The only interest confirmed so far is from a consortium of Korea Gas Corporation, Japan Petroleum Exploration and InterOil's Japanese condensate stripping plant partner Mitsui.
Royal Dutch Shell has also held talks with InterOil over "quite some period of time" in the words of its chief financial officer Simon Henry, however, it often stresses that any possible investment must be weighed up against other LNG project opportunities.
An industry source has recently revealed to PNGIndustryNews.net that there was a fresh bid for an operator stake of Gulf LNG from a new consortium last week.
A key spokesperson from one of the companies involved was not aware of the matter and also told PNGIndustryNews.net that it did not typically comment around "potential things like that".
It's a tough call to make but PNGIndustryNews.net will not yet reveal the two companies the source revealed, or the purported outcome of that bid, in order to avoid causing disruptions to the ongoing process.
InterOil's hunt for a government-acceptable operator of the project started in October.
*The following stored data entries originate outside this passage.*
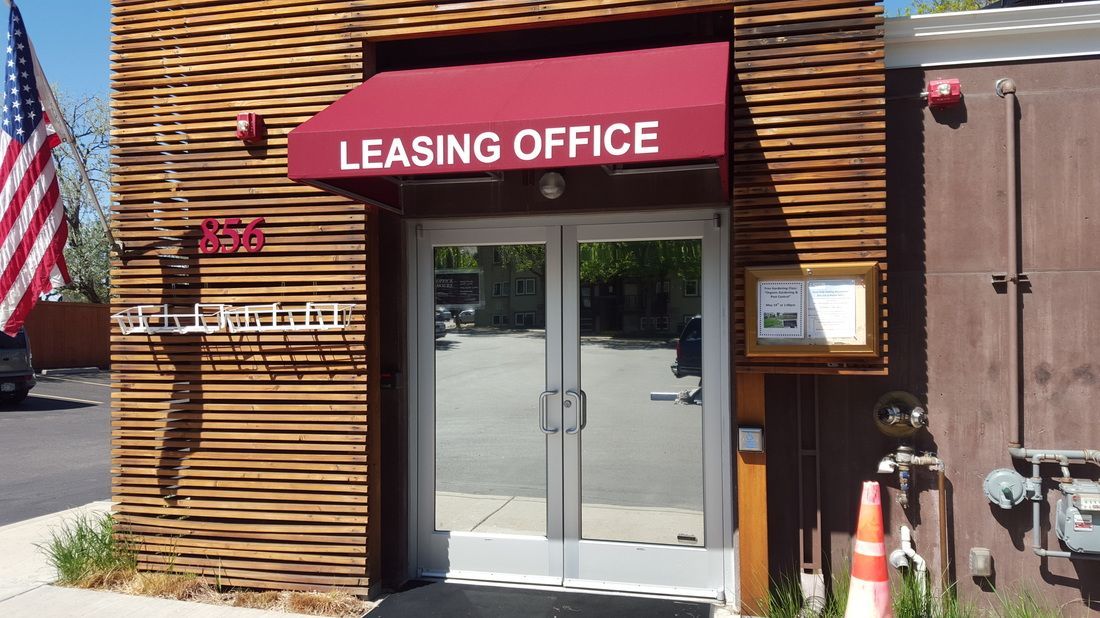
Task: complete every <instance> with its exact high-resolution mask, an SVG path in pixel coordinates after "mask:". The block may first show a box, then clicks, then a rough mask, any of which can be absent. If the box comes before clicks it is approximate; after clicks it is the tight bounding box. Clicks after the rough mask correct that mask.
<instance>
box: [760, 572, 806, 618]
mask: <svg viewBox="0 0 1100 618" xmlns="http://www.w3.org/2000/svg"><path fill="white" fill-rule="evenodd" d="M755 613H756V614H762V615H763V616H768V617H769V618H798V617H799V616H800V615H801V614H802V584H800V583H799V578H798V577H795V576H793V575H783V576H781V577H780V578H779V580H773V581H772V583H771V587H769V588H768V599H767V607H764V608H763V611H762V613H760V611H759V610H757V611H755Z"/></svg>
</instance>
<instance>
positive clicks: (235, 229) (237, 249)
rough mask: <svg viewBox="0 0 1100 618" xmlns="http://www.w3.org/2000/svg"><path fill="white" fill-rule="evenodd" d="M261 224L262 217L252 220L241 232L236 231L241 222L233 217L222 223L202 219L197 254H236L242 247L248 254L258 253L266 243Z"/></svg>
mask: <svg viewBox="0 0 1100 618" xmlns="http://www.w3.org/2000/svg"><path fill="white" fill-rule="evenodd" d="M263 222H264V218H263V217H261V218H259V219H253V220H252V221H250V222H249V223H248V224H245V225H244V229H243V230H238V227H239V225H240V224H241V220H240V219H238V218H235V217H231V218H229V219H226V222H224V223H222V222H221V221H218V220H217V219H212V218H211V219H204V220H202V223H200V224H199V228H201V229H202V238H201V239H199V253H237V252H238V251H240V250H241V249H242V247H243V249H244V251H246V252H249V253H260V251H262V250H263V249H264V243H265V241H266V239H265V238H264V231H263V230H261V229H260V225H261V224H262V223H263Z"/></svg>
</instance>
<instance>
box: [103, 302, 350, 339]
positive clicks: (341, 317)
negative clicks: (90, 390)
mask: <svg viewBox="0 0 1100 618" xmlns="http://www.w3.org/2000/svg"><path fill="white" fill-rule="evenodd" d="M354 309H355V306H354V305H350V304H341V302H307V304H306V305H305V306H297V307H283V306H281V305H279V304H278V302H272V304H271V305H249V306H245V307H232V306H228V305H212V304H205V302H197V304H195V305H194V306H193V307H189V308H188V307H178V306H173V305H167V304H166V305H139V306H135V307H130V308H128V309H124V310H122V311H119V312H118V313H114V314H113V316H111V319H112V320H114V321H116V322H117V323H118V324H119V330H121V331H122V334H212V333H217V332H222V331H228V332H231V333H239V332H287V331H331V330H343V329H346V328H348V327H349V325H350V324H351V321H352V313H353V311H354Z"/></svg>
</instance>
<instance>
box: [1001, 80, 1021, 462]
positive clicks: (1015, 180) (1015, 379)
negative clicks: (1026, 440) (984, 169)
mask: <svg viewBox="0 0 1100 618" xmlns="http://www.w3.org/2000/svg"><path fill="white" fill-rule="evenodd" d="M997 93H998V95H999V96H1000V97H1001V98H1003V99H1004V130H1005V139H1004V148H1005V155H1007V157H1008V158H1007V167H1008V177H1007V178H1005V187H1004V191H1005V195H1007V197H1008V205H1007V206H1008V208H1005V212H1007V213H1008V225H1007V227H1005V229H1007V231H1008V236H1009V251H1008V254H1007V255H1008V257H1007V262H1005V266H1007V267H1005V269H1004V275H1003V277H1004V298H1005V304H1007V305H1008V309H1009V320H1008V327H1007V328H1008V330H1009V364H1008V365H1009V367H1008V371H1009V387H1008V393H1009V449H1010V450H1011V449H1019V448H1020V446H1021V444H1023V442H1022V441H1021V432H1020V256H1019V254H1018V253H1016V247H1018V246H1019V244H1020V225H1019V224H1018V223H1016V222H1018V221H1019V220H1020V194H1019V192H1018V191H1016V187H1018V186H1019V183H1020V172H1019V170H1020V164H1019V162H1018V161H1016V150H1018V143H1019V141H1020V135H1019V133H1018V131H1016V82H1015V81H1014V80H1013V79H1011V78H1004V79H999V80H997ZM997 278H998V277H997V276H994V282H996V280H997Z"/></svg>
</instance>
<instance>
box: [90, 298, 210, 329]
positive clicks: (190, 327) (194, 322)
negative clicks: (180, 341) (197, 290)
mask: <svg viewBox="0 0 1100 618" xmlns="http://www.w3.org/2000/svg"><path fill="white" fill-rule="evenodd" d="M224 308H226V306H224V305H209V304H204V302H197V304H195V306H194V307H191V308H186V307H177V306H173V305H167V304H165V305H139V306H136V307H130V308H129V309H125V310H123V311H119V312H118V313H114V314H113V316H111V319H112V320H114V321H116V322H118V324H119V329H120V330H121V331H122V334H165V333H168V334H194V333H204V334H209V333H212V332H218V331H219V330H221V329H222V328H223V327H224V320H223V318H222V311H223V310H224Z"/></svg>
The process was triggered by criticism from Petroleum and Energy Minister William Duma, who has repeatedly warned that the project lacked a world recognised LNG operator, as required by the project agreement struck in late 2009.
The time lost on the operator hunt has hit project timelines.
A recent Korean media report indicated that the project might target first exports at the end of 2017.
InterOil chief executive officer Phil Mulacek said it would be late 2015 or early 2016, "depending on the partner", in a conference call earlier this month.
As of last year, the Gulf LNG project was targeting 5 million tonnes per annum in 2014, with 3Mtpa from an Energy World Corporation-designed onshore modular LNG plant in Gulf province and the rest from a floating LNG facility.
There is also a proposed ramp-up aiming to hit up to 8Mtpa from the total project through 2015 and 2016.
In 2009, the project was based on a 7.6-10.6Mtpa LNG plant near Port Moresby, back when it was known as the Liquid Niugini Gas project.
While he is against a phased development approach, Duma has indicated he is comfortable with the LNG plant being based in Gulf province, which is home to InterOil's Elk-Antelope discoveries that underpin the project.